Posted by Achronos at 3/6/2007 10:48 AM PST

" From the black depths of the primordial soup, rose a single crouton. "

  The Secret of Bungie

Although the only ever official explanation reaches new heights of unbelievable lameness, the secret of the actual Bungie name has become so closely guarded, that even a few Grizzled Ancients either don't know or aren't sure if it's true. There truly is a very strange reason for the company being called “Bungie,” and we daren't reveal it here. There are…penalties leveled at those who reveal the deepest secrets. Penalties that involve bananas and screaming.  

Gnop!


Bungie began as a company one crisp morning in May of 1991, but that wasn't exactly the beginning.
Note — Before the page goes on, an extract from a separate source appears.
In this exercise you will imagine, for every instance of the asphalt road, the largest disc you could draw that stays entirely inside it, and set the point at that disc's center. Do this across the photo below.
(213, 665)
Before it emerged, fully formed as the multinational corporate behemoth that published Operation: Desert Storm (on which they later based a war), "Bungie" released a Pong clone (nearly 20 years after the original, mind you) called Gnop! That's Pong spelled backwards, and it was that type of brilliant marketing strategy that would catapult Bungie into the gaming stratosphere. But surprisingly, there was a long way to go between Gnop! and Halo 2.

To be fair to Gnop! – its price was right. The game was free, although a couple of users did send its creator $15 for the source code.
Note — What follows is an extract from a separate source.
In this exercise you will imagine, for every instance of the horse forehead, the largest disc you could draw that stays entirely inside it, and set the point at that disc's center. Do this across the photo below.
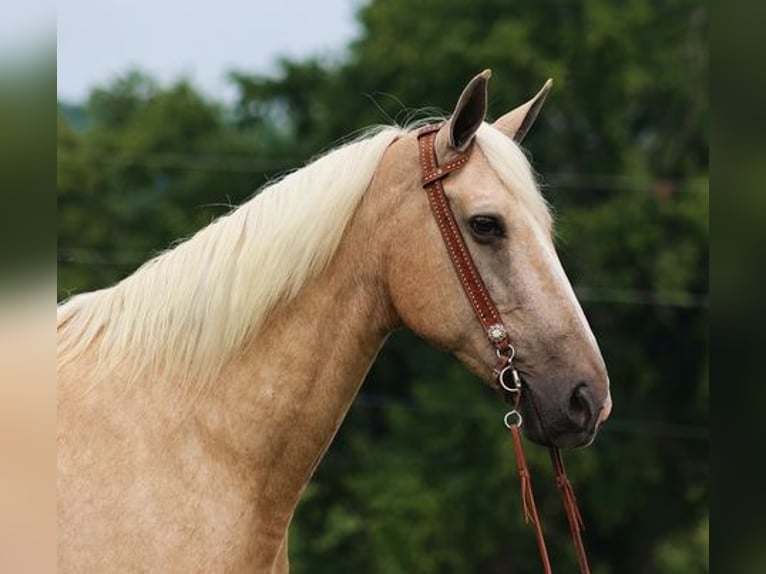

But Chicago in 1991, when Alexander Seropian set up the company to publish his self-penned Operation: Desert Storm, was a very different world. The country was seeing epic deficits, unemployment was at record levels, Janet Jackson was topping headlines and we had just been involved in a short but messy war in Iraq . Unrepeatable events, for sure.

Back then, the PC was clearly the dominant computing platform, but that didn't stop Seropian and his Artificial Intelligence class compadre Jason Jones from embracing the Macintosh, for reasons of familiarity and ease of use rather than any fundamental business thinking. That and the fact that Jason Jones had a mostly complete build of Minotaur ready when Seropian convinced him to join forces.

"Yeah, I grew up on the Apple II and then the Mac," says Jason, "I wrote all this C code for PCs though, before I even went to school. This was the heyday of PCs, with Wing Commander and stuff. The PC market was really cutthroat, but the Mac market was all friendly and lame. So it was easier to compete."

Jason remembers things weren't all sweetness and light, "I didn't really know [Alex] in the class. I think he actually thought I was a dick because I had a fancy computer. He was looking for another thing to publish after Operation: Desert Storm, so we published Minotaur – and it was after that we set up a partnership. What I liked about him was that he never wasted any money."

There was no money to waste in the early days, when the whole operation (if you can call two guys in a basement an operation) was something like a garage band – and early players of Minotaur (Bungie's second or third release, depending on how you count 'em) might have been shocked to see Jason and Alex sitting cross-legged in Alex's apartment, hand-assembling the Minotaur boxes. And although Operation: Desert Storm had been a minor hit (2500 copies sold!), it was Minotaur that would raise profiles, eyebrows and expectations.